Xiao A is a true enthusiast of turn-based games. After winning numerous world-class awards in turn-based games, Xiao A suddenly remembered a turn-based game he played in Jiangnan during his childhood.
The rules of the game are as follows: First, a number $F$ is given, and the game system generates $T$ sets of games. Each set of games consists of $N$ piles of stones. Xiao A and his opponent take turns making moves. In each move, the player first chooses a positive integer $M \ge 2$ (the player chooses $M$ themselves, and it can be different for each move), and then splits any pile of stones with a quantity of at least $F$ into $M$ piles, such that the pile with the most stones has at most 1 more stone than the pile with the fewest stones (i.e., they are divided as evenly as possible; in fact, with this method of splitting, the state after splitting is fixed once $M$ and a pile are chosen). When a player cannot make a move, which means when the number of stones in every pile is strictly less than $F$, that player loses. (Note: After the first player chooses a pile with at least $F$ stones from the $N$ piles and splits it into $M$ piles, there are $N+M-1$ piles in total. Then Xiao A chooses a pile with at least $F$ stones from these $N+M-1$ piles, and so on.)
Xiao A has been a gentleman since he was a child, so he invites his opponent to go first.

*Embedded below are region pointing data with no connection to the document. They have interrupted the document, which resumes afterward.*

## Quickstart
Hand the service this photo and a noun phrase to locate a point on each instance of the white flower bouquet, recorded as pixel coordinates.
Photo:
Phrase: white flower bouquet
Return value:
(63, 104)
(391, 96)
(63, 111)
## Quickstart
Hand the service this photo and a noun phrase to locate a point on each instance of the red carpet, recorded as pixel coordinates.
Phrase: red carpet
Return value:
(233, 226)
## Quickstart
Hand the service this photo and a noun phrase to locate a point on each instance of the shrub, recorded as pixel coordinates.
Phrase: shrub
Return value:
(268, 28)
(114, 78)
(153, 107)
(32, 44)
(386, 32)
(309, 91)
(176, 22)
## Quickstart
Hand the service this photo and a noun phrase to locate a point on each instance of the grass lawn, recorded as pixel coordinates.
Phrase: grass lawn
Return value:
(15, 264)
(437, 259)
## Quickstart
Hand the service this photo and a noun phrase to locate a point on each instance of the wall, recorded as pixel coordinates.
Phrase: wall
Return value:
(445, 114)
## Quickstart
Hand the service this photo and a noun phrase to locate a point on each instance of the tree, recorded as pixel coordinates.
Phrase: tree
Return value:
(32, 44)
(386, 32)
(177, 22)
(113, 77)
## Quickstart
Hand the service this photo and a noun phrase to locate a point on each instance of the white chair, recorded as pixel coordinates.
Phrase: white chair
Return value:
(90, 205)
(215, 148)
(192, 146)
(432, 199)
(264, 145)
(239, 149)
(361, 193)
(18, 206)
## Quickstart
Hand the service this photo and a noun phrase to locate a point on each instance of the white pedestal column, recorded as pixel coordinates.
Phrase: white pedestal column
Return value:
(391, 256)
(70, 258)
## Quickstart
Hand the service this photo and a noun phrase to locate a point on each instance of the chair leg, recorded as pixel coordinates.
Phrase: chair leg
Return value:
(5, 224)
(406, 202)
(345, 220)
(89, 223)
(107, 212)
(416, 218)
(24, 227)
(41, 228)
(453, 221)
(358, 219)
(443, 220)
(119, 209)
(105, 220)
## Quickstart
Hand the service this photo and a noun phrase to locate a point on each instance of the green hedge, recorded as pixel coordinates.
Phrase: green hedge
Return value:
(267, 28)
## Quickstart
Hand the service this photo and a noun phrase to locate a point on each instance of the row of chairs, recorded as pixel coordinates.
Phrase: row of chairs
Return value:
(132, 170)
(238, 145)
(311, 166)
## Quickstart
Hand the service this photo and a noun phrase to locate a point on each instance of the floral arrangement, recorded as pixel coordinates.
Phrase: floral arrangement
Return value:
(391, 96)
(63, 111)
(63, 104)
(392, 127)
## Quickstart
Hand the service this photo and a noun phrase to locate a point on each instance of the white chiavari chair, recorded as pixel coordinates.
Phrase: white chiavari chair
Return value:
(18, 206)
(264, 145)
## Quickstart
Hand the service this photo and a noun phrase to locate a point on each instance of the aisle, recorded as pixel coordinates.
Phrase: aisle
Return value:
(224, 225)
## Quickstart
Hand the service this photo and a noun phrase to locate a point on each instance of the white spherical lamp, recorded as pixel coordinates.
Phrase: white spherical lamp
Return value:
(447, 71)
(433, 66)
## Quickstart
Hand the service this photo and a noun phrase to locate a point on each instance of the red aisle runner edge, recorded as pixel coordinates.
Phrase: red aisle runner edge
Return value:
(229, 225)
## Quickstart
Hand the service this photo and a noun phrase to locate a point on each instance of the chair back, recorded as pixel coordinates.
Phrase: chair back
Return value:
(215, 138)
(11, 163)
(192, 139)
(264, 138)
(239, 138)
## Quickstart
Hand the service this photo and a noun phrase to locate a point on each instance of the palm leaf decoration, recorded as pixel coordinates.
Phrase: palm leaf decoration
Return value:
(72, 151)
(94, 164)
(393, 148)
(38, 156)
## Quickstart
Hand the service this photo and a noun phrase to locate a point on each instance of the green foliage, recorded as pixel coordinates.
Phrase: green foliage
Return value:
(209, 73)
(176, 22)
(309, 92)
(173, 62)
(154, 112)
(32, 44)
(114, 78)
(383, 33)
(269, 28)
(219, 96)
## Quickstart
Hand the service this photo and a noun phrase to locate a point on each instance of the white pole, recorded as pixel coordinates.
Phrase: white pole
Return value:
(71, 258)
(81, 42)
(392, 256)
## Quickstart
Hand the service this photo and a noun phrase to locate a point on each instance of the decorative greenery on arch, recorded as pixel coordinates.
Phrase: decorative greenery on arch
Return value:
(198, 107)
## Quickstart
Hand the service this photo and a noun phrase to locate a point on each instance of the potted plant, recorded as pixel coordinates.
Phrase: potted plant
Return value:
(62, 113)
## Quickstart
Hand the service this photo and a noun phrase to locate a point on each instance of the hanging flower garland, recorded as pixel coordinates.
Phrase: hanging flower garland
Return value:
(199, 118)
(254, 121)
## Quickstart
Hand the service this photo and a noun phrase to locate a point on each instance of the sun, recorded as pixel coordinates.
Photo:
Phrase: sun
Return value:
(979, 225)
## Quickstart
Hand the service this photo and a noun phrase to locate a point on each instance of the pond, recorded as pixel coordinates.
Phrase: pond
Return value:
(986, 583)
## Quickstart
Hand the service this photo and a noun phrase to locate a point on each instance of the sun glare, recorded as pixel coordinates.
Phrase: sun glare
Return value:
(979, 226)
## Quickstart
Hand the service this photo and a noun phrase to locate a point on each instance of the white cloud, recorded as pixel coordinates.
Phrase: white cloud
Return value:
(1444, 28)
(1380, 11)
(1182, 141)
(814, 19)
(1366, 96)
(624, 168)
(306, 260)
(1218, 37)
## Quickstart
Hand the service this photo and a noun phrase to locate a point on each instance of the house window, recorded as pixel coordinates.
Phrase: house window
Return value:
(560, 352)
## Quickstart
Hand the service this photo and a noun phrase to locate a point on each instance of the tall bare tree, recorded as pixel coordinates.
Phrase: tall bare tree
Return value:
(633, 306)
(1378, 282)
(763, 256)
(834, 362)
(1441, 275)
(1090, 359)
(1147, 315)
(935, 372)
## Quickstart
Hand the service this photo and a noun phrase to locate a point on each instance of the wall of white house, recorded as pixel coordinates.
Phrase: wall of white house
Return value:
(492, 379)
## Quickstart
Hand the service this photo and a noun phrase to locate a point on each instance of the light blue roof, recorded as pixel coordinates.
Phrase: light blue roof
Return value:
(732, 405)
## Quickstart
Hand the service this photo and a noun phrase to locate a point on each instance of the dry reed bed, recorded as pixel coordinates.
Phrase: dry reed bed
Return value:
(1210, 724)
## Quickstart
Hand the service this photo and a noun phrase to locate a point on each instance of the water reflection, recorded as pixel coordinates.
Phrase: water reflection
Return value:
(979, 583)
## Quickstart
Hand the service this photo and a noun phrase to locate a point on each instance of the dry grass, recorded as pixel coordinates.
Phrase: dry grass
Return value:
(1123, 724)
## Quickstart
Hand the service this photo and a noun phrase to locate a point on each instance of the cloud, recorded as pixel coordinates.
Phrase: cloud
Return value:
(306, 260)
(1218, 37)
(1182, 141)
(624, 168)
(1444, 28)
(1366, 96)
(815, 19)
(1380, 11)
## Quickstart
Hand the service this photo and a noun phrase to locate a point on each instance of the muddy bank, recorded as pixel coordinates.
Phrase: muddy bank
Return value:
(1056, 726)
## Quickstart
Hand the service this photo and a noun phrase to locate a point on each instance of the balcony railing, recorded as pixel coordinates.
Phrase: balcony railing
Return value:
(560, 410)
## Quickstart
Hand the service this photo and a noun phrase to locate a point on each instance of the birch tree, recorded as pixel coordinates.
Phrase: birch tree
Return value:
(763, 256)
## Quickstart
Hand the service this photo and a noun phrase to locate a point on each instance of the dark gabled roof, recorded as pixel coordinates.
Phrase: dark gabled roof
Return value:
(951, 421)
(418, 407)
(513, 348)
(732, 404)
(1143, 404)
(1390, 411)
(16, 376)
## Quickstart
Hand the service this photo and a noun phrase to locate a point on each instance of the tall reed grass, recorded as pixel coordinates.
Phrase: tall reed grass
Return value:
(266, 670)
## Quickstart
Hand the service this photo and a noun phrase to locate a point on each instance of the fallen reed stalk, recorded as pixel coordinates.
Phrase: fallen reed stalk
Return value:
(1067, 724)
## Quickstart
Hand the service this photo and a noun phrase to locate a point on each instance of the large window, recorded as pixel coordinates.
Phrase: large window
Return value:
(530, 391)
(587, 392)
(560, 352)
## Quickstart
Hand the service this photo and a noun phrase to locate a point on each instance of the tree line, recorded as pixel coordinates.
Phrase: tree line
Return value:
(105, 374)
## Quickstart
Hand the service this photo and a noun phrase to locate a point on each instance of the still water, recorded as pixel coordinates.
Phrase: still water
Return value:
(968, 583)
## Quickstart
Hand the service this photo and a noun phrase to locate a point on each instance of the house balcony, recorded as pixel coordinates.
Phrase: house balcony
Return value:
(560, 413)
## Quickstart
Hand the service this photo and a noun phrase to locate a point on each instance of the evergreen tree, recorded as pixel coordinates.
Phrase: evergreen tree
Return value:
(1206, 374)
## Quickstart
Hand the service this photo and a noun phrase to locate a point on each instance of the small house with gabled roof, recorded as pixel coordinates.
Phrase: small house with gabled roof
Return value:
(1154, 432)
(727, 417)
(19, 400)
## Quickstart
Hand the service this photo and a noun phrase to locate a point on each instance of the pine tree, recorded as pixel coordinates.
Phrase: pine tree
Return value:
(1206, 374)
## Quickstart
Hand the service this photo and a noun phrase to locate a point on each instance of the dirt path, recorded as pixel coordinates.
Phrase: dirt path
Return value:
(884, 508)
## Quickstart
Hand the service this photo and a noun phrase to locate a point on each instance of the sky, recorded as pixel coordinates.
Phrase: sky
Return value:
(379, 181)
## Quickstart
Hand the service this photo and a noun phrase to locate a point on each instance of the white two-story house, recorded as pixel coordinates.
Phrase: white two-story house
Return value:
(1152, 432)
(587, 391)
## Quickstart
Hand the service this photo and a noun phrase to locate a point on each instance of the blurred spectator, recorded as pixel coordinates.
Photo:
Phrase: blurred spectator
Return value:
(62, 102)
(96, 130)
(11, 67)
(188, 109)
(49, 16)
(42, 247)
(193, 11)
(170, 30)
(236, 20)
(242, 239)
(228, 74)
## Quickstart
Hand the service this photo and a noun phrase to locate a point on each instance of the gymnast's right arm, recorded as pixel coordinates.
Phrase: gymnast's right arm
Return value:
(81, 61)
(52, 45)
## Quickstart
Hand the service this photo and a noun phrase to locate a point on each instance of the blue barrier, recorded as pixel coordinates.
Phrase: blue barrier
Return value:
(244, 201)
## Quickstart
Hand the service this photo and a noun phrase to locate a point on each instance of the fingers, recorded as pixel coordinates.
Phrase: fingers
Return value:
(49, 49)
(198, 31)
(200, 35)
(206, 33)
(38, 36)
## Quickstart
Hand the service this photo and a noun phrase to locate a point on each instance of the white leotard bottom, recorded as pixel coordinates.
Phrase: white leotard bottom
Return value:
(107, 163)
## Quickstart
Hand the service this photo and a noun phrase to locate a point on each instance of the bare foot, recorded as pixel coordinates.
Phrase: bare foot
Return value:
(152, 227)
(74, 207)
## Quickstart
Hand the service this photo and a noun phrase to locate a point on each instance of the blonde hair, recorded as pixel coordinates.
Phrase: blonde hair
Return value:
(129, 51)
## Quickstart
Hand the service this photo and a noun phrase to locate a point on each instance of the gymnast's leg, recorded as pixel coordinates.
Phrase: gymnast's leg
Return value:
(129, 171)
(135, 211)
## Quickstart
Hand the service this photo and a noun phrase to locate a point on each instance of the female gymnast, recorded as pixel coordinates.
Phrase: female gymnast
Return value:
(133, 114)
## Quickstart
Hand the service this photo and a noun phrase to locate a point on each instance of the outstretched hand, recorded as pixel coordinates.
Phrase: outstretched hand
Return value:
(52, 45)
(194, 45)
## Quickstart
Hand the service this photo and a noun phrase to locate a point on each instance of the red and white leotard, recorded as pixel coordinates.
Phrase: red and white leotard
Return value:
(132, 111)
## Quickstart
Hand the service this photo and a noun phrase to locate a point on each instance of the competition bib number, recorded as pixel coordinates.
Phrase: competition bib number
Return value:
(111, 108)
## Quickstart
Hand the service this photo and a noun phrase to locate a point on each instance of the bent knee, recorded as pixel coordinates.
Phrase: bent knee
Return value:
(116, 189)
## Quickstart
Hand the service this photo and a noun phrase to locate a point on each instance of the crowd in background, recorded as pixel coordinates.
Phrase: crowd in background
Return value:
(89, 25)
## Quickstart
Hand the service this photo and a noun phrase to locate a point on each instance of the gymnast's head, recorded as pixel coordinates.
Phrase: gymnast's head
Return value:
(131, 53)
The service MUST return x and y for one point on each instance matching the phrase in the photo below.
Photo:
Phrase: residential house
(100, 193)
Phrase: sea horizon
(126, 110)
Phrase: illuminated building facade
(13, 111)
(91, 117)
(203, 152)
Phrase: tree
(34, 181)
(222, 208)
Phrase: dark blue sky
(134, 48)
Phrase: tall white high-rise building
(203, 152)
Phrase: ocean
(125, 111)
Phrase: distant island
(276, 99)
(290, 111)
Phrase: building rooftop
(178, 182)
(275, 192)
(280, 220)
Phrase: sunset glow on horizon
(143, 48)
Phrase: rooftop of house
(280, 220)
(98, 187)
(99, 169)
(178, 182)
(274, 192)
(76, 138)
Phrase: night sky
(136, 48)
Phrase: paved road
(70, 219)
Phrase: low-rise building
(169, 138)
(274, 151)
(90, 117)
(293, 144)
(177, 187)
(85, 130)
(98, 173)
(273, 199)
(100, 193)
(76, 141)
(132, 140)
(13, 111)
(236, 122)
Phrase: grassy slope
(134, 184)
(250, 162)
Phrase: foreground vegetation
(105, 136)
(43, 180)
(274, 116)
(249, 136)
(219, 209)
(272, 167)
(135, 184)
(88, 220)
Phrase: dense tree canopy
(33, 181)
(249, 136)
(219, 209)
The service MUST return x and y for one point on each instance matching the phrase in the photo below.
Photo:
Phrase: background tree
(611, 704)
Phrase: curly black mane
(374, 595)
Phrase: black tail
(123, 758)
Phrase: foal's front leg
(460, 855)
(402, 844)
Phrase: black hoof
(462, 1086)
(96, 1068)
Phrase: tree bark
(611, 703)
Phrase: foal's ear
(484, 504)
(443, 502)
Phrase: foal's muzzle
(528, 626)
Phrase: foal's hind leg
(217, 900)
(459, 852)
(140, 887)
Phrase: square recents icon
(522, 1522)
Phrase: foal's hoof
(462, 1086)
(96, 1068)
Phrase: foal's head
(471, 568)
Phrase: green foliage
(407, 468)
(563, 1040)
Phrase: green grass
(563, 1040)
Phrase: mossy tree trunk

Xiao A now wants to know, given a set of games, and assuming his opponent is as brilliant as he is, who will win?
Input
The first line contains two positive integers $T$ and $F$, representing the number of game sets and the given number, respectively.
The next $T$ lines each describe a game. The first number $N$ in each line represents the number of piles in the initial state of that game. This is followed by $N$ positive integers, representing the number of stones in each of the $N$ piles.
Output
Output a single line containing $T$ numbers (0 or 1) separated by spaces. A 0 indicates that Xiao A (the second player) will win, and a 1 indicates that Xiao A's opponent (the first player) will win.
Constraints
- For 10% of the data: $T=1, N=1, F \le 1$, number of stones in each pile $\le 10$.
- For 20% of the data: $T \le 100, N \le 2, F \le 1$, number of stones in each pile $\le 10$.
- For 30% of the data: $T \le 100, N \le 100, F \le 1$, number of stones in each pile $\le 10$.
- For 40% of the data: $T \le 100, N \le 100, F \le 5$, number of stones in each pile $\le 15$.
- For 70% of the data: $T \le 100, N \le 100, F \le 1000$, number of stones in each pile $\le 1000$.
- For 100% of the data: $T \le 100, N \le 100, F \le 100000$, number of stones in each pile $\le 100000$.
- All numbers above are positive integers.
Examples
Input 1
4 3 1 1 1 2 1 3 1 5
Output 1
0 0 1 1